Temos nomes hoje, nomes que estão se filiando ao partido, nomes maravilhosos. Mas acho que, pelo perfil do presidente, ele vai escolher uma pessoa de muita confiança. Alguém que não crie um temor, no futuro, de que possa traí-lo. Noto que ele tem uma preocupação grande quanto a isso. Defendo que o nome do vice seja um nome que dê tranquilidade ao presidente. Se tiver no meu partido, maravilhoso. Nós não estamos discutindo isso ainda, mas hoje temos quadros maravilhosos. O partido vai receber adesões importantes, mas que não posso falar ainda. E eu acho que a vice não vai ser escolhida tão cedo. Defendo que não seja tão cedo. Tem que ser a última coisa a acontecer. Acho um erro, seja quem for a pessoa, definir um vice agora. É um erro grave.
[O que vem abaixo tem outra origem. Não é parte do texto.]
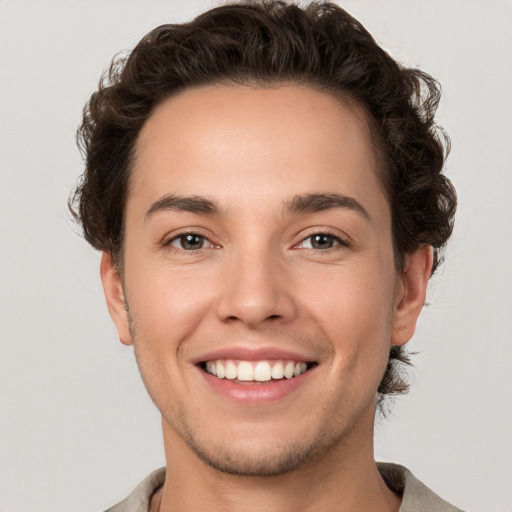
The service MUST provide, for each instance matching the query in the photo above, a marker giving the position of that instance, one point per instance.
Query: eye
(190, 242)
(321, 241)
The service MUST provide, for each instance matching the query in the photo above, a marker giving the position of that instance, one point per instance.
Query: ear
(114, 294)
(411, 294)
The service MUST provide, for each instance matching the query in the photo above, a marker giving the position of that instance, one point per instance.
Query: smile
(255, 371)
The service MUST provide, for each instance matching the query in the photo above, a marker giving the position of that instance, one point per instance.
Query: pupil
(191, 242)
(322, 241)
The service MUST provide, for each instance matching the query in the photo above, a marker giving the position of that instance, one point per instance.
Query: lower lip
(255, 393)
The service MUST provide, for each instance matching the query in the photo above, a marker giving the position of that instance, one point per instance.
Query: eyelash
(340, 242)
(168, 243)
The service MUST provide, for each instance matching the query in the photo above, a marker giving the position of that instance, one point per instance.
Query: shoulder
(416, 496)
(139, 499)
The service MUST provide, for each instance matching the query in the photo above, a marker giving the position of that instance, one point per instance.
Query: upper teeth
(260, 371)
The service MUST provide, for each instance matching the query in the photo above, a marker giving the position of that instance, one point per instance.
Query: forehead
(237, 142)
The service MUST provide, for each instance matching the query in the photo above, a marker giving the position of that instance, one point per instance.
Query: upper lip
(252, 354)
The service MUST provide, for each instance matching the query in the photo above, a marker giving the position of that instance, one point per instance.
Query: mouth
(256, 371)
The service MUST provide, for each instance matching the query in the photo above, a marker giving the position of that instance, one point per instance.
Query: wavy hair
(264, 43)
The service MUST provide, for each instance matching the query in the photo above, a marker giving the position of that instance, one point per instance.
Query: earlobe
(411, 294)
(114, 295)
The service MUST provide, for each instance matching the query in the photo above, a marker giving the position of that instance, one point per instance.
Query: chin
(270, 457)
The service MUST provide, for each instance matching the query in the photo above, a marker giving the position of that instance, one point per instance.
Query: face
(259, 275)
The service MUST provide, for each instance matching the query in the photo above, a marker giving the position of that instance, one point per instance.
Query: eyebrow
(192, 204)
(307, 203)
(310, 203)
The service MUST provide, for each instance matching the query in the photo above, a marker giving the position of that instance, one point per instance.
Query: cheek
(168, 305)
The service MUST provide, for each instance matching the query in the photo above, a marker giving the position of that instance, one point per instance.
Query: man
(265, 186)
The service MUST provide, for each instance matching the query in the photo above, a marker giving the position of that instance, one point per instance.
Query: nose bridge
(255, 289)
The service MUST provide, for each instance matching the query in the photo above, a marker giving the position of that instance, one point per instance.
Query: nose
(256, 291)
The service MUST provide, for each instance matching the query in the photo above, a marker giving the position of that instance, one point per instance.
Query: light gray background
(77, 431)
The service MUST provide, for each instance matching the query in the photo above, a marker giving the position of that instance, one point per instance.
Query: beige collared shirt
(416, 497)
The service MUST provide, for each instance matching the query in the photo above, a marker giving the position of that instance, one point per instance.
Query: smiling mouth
(255, 371)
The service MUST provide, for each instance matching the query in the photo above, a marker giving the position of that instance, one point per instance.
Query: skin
(258, 282)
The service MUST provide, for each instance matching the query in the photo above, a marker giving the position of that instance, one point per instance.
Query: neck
(344, 479)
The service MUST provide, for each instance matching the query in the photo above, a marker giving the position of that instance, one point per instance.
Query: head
(270, 50)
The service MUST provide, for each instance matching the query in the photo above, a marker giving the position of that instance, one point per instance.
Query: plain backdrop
(77, 431)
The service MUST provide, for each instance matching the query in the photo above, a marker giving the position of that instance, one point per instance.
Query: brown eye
(189, 242)
(321, 241)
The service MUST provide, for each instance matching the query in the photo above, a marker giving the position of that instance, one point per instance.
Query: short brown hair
(262, 43)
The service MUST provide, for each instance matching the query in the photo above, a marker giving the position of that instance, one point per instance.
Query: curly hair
(264, 43)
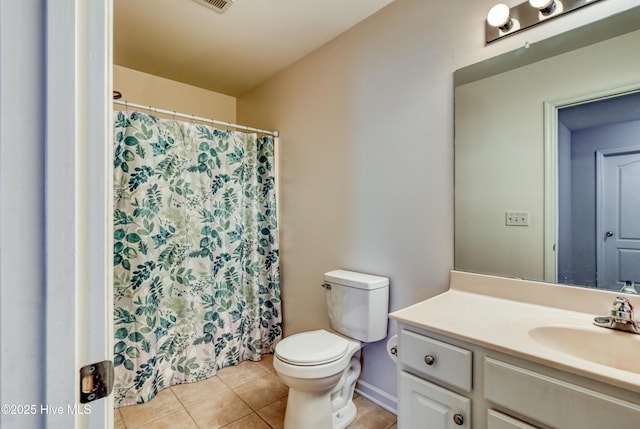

Vou aconselhar o presidente a não cometer, mesmo que ele já tenha um vice na cabeça. Tem muita gente tentando, se mostrando, tentando se viabilizar. O vice que tenta se viabilizar hoje pode não ser a melhor opção amanhã.

 

Reforma eleitoral

 

Vai ser o mínimo possível. Está se discutindo diminuir quantidade de candidatos e vai acabar aquela questão da “sobra”. Antigamente, para fazer um deputado, você tinha que fazer a legenda. Agora não. A sobra é dividida. Isso vai acabar, já chegou a esse consenso. Voto impresso não vai passar. Nem tem como operacionalizar. Além de ser caro, teria que trocar as urnas. E até hoje não se provou que houve fraude na eleição.

 

Reforma administrativa

 

Temos que fazer urgentemente. Falei com o [presidente da Câmara, Arthur] Lira, ele está muito imbuído e uma parte do governo [também]. O presidente [Bolsonaro] não está tão imbuído. Nós temos tentado convencê-lo sobre a necessidade disso.

 

Reforma tributária

 

Tem que ser feito alguma coisa para dar uma enxugada, nem que seja uma coisa pequena. Não fomos capazes de fazer uma reforma ampla, mas pelo menos melhorar o sistema de arrecadação e diminuir esse custo absurdo. Não vejo como diminuir carga tributária, mas também não quero que aumente. Tem que pelo menos dar uma enxugada para tornar o sistema tributário mais sensato.

 

CPMF

 

Eu concordo. Não sou contra. Temos um problema sério de como arrecadar em alguns setores e o imposto de transação é bom, mas só se for focado para pagar, por exemplo, um auxílio [emergencial]. O Congresso não vai aprovar um imposto hoje para arrecadar. Agora bota lá uma CPMF para pagar o auxílio que todo mundo apoia. Tem que ter uma contrapartida para a sociedade.